La patience, et ce qui en découle, la possession pleine de l’œuvre qu’on entreprend, voilà ce qui manquait au génie de Joseph II. Ce n’était pas tant un esprit réformateur qu’un esprit révolutionnaire ; il en avait toutes les allures, les procédés violens. Il ne comprenait pas l’idée du droit individuel : devant un certain mirage de justice et d’égalité qui lui apparaissait, tous les autres principes des gouvernemens, la religion, la propriété, la liberté, n’étaient plus rien. Certains yeux ne voient que certaines couleurs ; certains esprits, dans cette harmonie variée, multiple, infinie, qui forme l’ordre des sociétés humaines, et résulte non-seulement de l’assemblage, mais du contraste souvent et de l’opposition des principes, n’en saisissent qu’un seul, auquel ils rapportent et sacrifient tout. C’est ainsi que le peuple comprend le système du monde ; pour lui, la terre est le centre de l’univers, ou même tout l’univers ; le soleil et les étoiles fixes ne sont que des flambeaux allumes pour éclairer sa planète. Chaque réformateur a ainsi sa petite planète ; mais les réformateurs couronnés sont les plus dangereux ; la tête leur tourne plus vite, parce que la contradiction ne les arrête pas au début.
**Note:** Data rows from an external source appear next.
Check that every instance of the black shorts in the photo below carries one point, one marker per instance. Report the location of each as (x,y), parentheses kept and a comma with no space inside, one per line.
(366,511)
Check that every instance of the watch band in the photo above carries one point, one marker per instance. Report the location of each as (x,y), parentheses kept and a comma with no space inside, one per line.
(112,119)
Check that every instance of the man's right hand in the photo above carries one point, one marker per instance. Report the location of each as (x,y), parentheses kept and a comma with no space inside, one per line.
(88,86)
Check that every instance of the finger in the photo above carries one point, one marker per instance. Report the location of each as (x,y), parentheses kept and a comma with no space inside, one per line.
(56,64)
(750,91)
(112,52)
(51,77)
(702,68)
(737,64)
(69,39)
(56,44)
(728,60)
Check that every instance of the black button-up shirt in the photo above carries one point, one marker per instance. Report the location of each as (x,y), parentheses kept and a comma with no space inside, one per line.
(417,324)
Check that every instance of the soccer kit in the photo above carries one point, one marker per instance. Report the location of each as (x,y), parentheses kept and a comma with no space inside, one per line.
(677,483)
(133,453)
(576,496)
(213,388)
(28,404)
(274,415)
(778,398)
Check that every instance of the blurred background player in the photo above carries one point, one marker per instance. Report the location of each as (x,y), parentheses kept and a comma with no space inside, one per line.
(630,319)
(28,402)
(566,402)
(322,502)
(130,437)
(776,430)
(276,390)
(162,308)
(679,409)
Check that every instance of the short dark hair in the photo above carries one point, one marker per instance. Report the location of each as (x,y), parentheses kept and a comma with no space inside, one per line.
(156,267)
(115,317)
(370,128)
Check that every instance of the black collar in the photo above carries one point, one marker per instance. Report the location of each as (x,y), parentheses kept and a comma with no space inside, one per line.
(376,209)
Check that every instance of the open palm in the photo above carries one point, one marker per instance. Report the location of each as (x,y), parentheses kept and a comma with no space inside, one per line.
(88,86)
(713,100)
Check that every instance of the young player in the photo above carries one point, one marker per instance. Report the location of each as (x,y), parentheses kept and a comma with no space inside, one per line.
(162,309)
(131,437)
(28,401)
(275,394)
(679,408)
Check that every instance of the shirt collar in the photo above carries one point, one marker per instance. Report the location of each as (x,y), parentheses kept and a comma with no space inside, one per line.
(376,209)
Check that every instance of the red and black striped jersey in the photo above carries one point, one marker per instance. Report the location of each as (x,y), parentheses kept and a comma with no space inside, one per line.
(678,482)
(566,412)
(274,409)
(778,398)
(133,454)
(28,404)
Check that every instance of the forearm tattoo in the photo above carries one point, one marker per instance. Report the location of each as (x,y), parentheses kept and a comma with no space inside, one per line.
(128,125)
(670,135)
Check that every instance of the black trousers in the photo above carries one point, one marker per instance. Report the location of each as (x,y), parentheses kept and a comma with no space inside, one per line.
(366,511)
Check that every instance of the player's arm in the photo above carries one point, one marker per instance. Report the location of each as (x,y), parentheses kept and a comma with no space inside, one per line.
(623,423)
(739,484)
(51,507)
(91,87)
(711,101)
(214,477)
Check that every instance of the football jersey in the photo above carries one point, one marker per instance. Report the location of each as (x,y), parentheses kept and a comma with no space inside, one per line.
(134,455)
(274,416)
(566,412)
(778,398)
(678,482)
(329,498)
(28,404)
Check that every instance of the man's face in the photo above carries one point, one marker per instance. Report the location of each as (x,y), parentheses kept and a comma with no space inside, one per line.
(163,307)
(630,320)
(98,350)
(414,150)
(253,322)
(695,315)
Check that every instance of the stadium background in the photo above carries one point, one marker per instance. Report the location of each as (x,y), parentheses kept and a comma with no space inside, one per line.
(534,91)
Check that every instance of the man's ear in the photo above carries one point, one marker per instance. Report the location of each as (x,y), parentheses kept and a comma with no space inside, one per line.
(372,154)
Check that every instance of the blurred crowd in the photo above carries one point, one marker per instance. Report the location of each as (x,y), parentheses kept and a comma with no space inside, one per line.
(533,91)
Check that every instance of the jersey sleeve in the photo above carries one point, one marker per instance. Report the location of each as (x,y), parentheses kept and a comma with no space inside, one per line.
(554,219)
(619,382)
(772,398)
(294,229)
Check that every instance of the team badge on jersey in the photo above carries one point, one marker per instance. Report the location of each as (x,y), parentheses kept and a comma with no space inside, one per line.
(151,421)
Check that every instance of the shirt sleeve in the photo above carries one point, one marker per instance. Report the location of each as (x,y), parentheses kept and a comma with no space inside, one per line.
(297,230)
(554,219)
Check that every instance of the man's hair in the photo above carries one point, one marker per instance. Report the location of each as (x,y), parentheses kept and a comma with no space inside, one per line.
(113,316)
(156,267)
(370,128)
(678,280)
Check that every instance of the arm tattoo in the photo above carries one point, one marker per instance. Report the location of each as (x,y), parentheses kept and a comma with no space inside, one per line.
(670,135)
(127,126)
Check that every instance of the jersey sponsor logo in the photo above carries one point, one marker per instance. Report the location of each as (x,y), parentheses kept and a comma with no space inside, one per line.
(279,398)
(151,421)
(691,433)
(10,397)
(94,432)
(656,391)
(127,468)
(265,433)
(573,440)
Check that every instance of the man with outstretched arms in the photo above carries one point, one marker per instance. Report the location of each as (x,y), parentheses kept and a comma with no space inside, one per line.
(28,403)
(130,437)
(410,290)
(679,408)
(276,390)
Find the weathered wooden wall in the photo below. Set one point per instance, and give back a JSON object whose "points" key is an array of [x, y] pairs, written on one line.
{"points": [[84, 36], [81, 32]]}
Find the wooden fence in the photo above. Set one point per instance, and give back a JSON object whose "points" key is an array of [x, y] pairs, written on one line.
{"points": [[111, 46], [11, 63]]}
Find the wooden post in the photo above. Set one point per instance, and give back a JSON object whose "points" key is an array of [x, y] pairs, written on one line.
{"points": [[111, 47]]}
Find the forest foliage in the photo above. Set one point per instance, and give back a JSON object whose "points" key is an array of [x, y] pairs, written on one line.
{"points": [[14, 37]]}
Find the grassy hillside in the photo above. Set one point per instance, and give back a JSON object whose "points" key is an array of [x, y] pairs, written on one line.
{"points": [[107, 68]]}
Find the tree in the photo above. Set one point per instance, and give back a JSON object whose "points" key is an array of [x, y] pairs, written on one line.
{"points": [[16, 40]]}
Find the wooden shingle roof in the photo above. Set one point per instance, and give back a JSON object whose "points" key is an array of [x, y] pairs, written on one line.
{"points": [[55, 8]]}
Ils ne s’amusent pas long-temps aux théories, et tendent de toute la violence de leur pouvoir à la pratique de leurs doctrines ; ils persécutent pour le bien, comme les tyrans pour le mal, et, si la postérité ne les met pas sur la même ligne, la génération contemporaine souffre autant sous leur règne. Quel orgueil de se croire le droit de pousser ainsi le genre humain malgré lui, et d’assurer, par la tyrannie, le bonheur universel ! Croire que la fin sanctifie les moyens, et qu’on peut employer le mal pour en faire sortir le bien, est une doctrine perverse que la conscience publique a toujours flétrie. Bien de moins infaillible d’ailleurs que de telles recettes ; on peut parier, au contraire, que les violences ne conduiront qu’à un mauvais but ; les chemins. semés de rochers et de fondrières mènent aux précipices ; les torrens versent leurs eaux dans les abîmes ; tout gouvernement violent est mauvais, non pas seulement dans la forme, mais dans le fond. Dieu seul a pu dire : « Contrains-les d’entrer, » parce qu’il savait certainement où il menait les hommes.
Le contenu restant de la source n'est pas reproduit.